# no fly zone- but drop has to fly



## techie_stg (May 2, 2005)

hello all more enlightened than I- ever tried the textbook "roll-it-from-the-bottom-up-with-rope-wrapped-around-a-pipe" to get a drop up when there is no fly space/equipment? Don't have the money for the motors, etc. to roll the drops down, can't drop into a trough, and curtains leave too much bulk in the limited wing space. i'm thinking of either the "roman shade" approach (several trips to get the drop folded skyward) or the "roll-your-own" method- hopefully everyone will understand the latter. Any Help? Does the textbook drawing of a theory actually work in the dark with set pieces and people around?
thanks in advance for any wisdom and /or advice.


----------



## ship (May 2, 2005)

Backstage Handbook has a drawing of a roll drop if I remember correctly. Never seen one in use or beyond transporting it from place to place while in storage, never otherwise used one. Concept is fairly simple once you have a drawing and a long pipe. Most all stagecraft books should have similar drawings. Think PVC pipe laminated together with rope coiled around it in just such a way. My advice would be to also use some form of guide wire. Perhaps swivel pulleyes mounted to the end of the say 6" dia PVC pipe.
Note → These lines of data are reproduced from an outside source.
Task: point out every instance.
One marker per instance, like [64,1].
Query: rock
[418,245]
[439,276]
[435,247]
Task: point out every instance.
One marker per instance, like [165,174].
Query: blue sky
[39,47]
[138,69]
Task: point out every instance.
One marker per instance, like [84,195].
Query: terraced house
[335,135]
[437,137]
You could also in a less organized way similar to a horizontal blind simply build a U-Shaped ground row under the drape and raise that to the ceiling wile dead hanging the drape and forgetting about it otherwise. Given than the drape piles up within the trough, you just have to worry about hoisting that box to the grid directly as opposed to making it roll.

This ground row box than would allow for shorter spans between lift lines in that they can be run at the center of the drape only behind it and to the box itself as opposed to only from the ends of the roll drop. Lots less sag to worry about than given normal distances between lift lines. This given the drape will not be as neatly rolled or folded and will than be bunching up around the center lift lines to some extent. Should work in concept however if you can allow for a ground row at the bottom of the drape.


----------



## techie_stg (May 3, 2005)

hadn't thought about lifting the whole trough. lots of bunching- but depending on the material not a problem. Scrim would be fine like that....and probably better than on the roller. good idea!


----------



## ship (May 3, 2005)

Scrim could be fine like that as long as there is nothing to snag on - as better stated. This especially around the center support cables, than again you might not need them due to the lack of weight.
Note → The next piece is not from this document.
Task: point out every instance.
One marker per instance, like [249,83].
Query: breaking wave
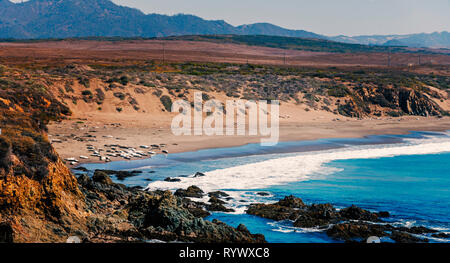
[300,167]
On a scrim, you might need to weight the trough at it's ends and perhaps center some, if not it might be wise to attach it's side to the lift line by way of rings or better yet small pulleyes that ride the lift line so it's stretched as if on a guide wire system. Otherwise it's very possible to have the sides bowing in and while drawing itself up, the fabric flop over the edge. At least to a further extent than it can already.

I would probably also counter weight (sand bag) the trough to rough balance and use the weight of the drape itself as the variable. A little more safe.

On other fabric, as cheap and light weight in thread count as possible would be a good thing in this case. Not something you want to use Duck on.

Still this is just a concept. Don't think I have ever seen anyone using it before so some trial and error might be necessary.


----------